The code below implements a rule-based pair trading strategy that is based on the 2nd principal component loadings of the asset pair to construct a market-neutral spread.

Key Steps:
1. Rolling PCA Calculation:

Option 1: PCA is applied on the returns of only two selected assets. In this case, the first principal component (PC1) represents the common trend between the two selected assets.

Option 2: PCA can be applied to all 11 bonds, which would make the PC1 represent the broader market trend for all treasury bonds. PC2 represents the specific factors that diverge from the broader market, allowing for more targeted trading opportunities.

2. Rolling Loadings:

The PCA loadings are calculated on a rolling basis to avoid look-ahead bias over time. The strategy focuses on the loadings for the second principal component (PC2), which reflects the bond-specific factors that are relatively insensitive (orthogonal) to broader market movements captured by PC1.
The code extracts the rolling loadings of the selected assets on PC2 and uses these loadings to construct the spread.

3. Spread Construction:

The spread is calculated as a linear combination of the two assets' returns weighted by their PC2 loadings.
Then the weights are normalized based on the total absolute weight of the two assets to ensure that the portfolio remains balanced.

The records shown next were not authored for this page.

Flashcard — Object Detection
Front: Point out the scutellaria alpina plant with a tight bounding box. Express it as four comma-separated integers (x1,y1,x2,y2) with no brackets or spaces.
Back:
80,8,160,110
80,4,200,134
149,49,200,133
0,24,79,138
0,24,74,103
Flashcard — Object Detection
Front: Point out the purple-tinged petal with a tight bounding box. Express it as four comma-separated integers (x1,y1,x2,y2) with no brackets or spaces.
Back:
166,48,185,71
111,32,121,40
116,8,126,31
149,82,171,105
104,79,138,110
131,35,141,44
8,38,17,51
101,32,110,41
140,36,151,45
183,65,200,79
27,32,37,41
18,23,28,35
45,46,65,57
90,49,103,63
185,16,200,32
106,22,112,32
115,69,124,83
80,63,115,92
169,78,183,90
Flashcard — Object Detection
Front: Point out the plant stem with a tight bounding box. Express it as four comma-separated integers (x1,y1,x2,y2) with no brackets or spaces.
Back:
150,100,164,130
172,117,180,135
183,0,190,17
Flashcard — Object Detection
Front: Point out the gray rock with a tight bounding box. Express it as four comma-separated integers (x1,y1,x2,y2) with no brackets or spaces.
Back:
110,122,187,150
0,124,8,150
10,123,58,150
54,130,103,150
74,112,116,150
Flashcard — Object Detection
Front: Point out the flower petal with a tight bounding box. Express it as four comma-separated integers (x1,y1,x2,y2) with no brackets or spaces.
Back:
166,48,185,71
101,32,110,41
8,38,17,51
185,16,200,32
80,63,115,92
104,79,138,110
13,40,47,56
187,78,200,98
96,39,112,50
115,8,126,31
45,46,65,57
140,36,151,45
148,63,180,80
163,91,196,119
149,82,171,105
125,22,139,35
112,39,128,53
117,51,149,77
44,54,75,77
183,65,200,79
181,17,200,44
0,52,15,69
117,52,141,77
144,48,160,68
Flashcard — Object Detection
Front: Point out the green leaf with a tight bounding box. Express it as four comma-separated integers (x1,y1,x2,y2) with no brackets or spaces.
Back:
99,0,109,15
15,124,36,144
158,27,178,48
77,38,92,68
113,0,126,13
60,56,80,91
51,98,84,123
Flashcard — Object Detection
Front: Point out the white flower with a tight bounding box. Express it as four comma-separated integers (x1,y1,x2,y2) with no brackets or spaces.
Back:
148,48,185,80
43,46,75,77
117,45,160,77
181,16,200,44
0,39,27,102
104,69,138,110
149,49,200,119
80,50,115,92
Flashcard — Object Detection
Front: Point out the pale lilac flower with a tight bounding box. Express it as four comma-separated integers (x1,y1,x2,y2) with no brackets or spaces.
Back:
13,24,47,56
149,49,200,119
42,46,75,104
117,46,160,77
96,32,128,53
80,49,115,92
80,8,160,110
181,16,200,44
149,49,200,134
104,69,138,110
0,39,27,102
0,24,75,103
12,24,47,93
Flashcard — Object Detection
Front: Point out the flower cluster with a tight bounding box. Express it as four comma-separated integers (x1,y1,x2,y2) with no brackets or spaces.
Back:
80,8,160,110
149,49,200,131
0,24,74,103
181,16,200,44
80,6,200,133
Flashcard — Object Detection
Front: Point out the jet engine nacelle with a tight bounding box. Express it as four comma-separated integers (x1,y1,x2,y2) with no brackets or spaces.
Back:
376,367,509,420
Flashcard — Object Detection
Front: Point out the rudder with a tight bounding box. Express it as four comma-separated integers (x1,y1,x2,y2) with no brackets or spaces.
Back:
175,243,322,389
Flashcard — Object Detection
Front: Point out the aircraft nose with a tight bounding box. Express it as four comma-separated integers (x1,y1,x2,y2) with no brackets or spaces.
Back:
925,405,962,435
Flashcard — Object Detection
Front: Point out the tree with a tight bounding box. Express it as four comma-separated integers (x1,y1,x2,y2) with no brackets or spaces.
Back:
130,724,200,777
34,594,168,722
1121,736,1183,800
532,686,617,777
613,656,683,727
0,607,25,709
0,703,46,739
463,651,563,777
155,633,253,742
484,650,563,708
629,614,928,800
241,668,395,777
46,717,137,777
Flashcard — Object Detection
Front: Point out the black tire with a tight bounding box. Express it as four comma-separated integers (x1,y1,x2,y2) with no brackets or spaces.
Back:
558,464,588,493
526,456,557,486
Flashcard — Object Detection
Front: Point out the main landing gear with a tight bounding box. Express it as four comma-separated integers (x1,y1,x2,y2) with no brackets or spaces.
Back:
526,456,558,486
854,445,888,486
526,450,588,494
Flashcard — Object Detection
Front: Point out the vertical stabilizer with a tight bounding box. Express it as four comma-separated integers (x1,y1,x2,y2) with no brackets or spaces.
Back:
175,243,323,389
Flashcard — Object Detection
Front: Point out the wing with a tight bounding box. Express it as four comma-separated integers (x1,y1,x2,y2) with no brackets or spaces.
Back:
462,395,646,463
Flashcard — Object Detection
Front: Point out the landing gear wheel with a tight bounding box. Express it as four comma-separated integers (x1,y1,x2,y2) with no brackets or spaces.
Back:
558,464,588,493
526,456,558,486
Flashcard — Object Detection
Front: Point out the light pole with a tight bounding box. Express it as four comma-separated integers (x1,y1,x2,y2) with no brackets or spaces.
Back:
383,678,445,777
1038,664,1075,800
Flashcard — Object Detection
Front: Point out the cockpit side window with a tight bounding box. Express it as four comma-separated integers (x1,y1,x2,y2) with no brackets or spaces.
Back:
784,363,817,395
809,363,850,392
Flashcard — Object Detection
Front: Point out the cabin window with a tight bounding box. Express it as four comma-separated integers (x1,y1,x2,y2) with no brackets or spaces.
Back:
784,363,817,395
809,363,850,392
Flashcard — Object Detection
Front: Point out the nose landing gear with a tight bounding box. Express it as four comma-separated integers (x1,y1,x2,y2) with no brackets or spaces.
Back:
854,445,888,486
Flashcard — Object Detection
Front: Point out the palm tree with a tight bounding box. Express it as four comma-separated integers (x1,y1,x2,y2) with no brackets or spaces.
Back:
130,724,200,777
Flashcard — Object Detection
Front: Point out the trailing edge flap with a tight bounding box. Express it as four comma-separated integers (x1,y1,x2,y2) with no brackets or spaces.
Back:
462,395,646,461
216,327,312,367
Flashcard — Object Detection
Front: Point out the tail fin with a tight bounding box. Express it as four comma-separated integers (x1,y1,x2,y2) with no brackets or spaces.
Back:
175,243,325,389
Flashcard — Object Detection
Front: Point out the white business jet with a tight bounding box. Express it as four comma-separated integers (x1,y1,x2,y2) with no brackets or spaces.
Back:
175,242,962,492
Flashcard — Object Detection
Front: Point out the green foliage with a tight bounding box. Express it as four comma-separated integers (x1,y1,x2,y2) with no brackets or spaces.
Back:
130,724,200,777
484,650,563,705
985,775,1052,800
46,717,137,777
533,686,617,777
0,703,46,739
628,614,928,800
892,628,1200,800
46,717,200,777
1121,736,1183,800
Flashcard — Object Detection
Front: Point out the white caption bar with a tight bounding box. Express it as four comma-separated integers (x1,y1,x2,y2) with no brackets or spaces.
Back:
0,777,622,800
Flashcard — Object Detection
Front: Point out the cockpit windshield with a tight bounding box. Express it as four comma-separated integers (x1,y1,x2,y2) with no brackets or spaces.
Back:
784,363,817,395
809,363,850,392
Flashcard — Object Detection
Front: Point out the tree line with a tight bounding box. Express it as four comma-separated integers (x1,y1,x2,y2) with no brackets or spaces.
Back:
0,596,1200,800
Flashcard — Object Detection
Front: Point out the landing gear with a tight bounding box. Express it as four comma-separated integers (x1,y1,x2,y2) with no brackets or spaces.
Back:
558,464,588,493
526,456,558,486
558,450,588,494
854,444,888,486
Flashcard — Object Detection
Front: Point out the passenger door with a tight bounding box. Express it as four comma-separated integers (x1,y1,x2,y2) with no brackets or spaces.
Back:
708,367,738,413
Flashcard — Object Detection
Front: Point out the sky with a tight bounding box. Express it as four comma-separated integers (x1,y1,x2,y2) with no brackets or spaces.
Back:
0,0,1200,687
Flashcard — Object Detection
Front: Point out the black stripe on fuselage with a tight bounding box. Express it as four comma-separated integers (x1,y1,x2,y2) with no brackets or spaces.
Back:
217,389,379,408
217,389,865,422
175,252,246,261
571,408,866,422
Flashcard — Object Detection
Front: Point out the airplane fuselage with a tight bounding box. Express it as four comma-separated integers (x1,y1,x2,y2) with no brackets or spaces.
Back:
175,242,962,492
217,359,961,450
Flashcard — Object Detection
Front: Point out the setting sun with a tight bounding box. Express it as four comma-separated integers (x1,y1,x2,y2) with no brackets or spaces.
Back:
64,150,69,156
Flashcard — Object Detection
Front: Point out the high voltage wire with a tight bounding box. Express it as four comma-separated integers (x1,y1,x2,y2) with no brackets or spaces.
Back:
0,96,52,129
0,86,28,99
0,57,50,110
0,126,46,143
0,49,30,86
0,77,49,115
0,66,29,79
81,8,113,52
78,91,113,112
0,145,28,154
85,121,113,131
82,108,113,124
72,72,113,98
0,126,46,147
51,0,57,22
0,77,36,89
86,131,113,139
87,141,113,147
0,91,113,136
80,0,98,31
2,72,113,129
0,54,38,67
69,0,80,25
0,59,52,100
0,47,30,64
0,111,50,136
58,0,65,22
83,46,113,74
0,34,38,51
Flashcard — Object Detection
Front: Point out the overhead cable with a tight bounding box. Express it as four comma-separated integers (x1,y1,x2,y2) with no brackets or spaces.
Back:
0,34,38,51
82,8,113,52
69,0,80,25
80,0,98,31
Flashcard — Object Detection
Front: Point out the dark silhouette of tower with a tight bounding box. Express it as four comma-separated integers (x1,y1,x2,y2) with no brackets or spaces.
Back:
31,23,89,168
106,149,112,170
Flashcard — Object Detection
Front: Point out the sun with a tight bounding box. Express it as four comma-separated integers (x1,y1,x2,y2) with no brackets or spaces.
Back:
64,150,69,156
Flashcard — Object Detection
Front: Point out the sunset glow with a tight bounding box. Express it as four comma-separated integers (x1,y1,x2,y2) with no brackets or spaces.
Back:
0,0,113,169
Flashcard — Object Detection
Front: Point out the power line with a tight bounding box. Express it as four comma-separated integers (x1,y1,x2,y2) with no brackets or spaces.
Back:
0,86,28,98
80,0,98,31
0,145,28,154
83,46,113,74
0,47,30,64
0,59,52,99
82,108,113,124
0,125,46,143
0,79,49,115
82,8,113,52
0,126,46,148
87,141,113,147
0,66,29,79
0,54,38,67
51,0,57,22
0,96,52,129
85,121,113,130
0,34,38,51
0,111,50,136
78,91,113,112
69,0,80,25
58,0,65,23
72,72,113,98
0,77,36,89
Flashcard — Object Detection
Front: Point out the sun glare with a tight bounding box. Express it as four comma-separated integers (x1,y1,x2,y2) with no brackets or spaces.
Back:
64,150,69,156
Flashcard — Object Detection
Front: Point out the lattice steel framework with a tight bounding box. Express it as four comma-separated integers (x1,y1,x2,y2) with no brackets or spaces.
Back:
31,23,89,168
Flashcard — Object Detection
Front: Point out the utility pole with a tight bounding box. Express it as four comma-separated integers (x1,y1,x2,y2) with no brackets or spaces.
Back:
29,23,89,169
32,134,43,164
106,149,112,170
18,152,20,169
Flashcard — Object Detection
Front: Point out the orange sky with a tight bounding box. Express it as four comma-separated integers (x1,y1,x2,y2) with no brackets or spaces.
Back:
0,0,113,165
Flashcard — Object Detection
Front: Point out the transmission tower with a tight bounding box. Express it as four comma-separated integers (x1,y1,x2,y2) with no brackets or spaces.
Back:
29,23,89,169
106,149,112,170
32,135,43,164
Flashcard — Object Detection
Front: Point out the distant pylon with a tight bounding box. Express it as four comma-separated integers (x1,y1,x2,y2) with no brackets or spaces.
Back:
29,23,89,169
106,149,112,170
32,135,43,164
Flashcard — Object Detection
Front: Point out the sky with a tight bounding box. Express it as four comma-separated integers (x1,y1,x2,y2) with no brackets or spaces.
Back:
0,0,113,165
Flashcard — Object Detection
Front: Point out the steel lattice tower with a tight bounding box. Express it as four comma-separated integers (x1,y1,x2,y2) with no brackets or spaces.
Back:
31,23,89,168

$ \text{Spread}  = w1 * \text{Asset 1 Return} - w2 * \text{Asset 2 Return}$

$ w1 = 1 $


$ w2 = w1 * \frac{\sigma 1}{\sigma 2} * \frac{PC loading Asset 1}{PC Loading Asset 2} $



1. Trading Signals:

Buy Signal: Generated when the z-score of the spread (number of standard deviations the spread deviates from its rolling mean) falls below a specified lower threshold. This implies the spread has diverged significantly, and the strategy goes long on the spread, expecting a reversal.
Sell Signal: Generated when the z-score rises above the upper threshold, indicating the spread has widened significantly. The strategy goes short on the spread, expecting a convergence.
Exit Signal: The strategy closes the positions when the spread reverts to a level closer to the mean, as defined by a close threshold.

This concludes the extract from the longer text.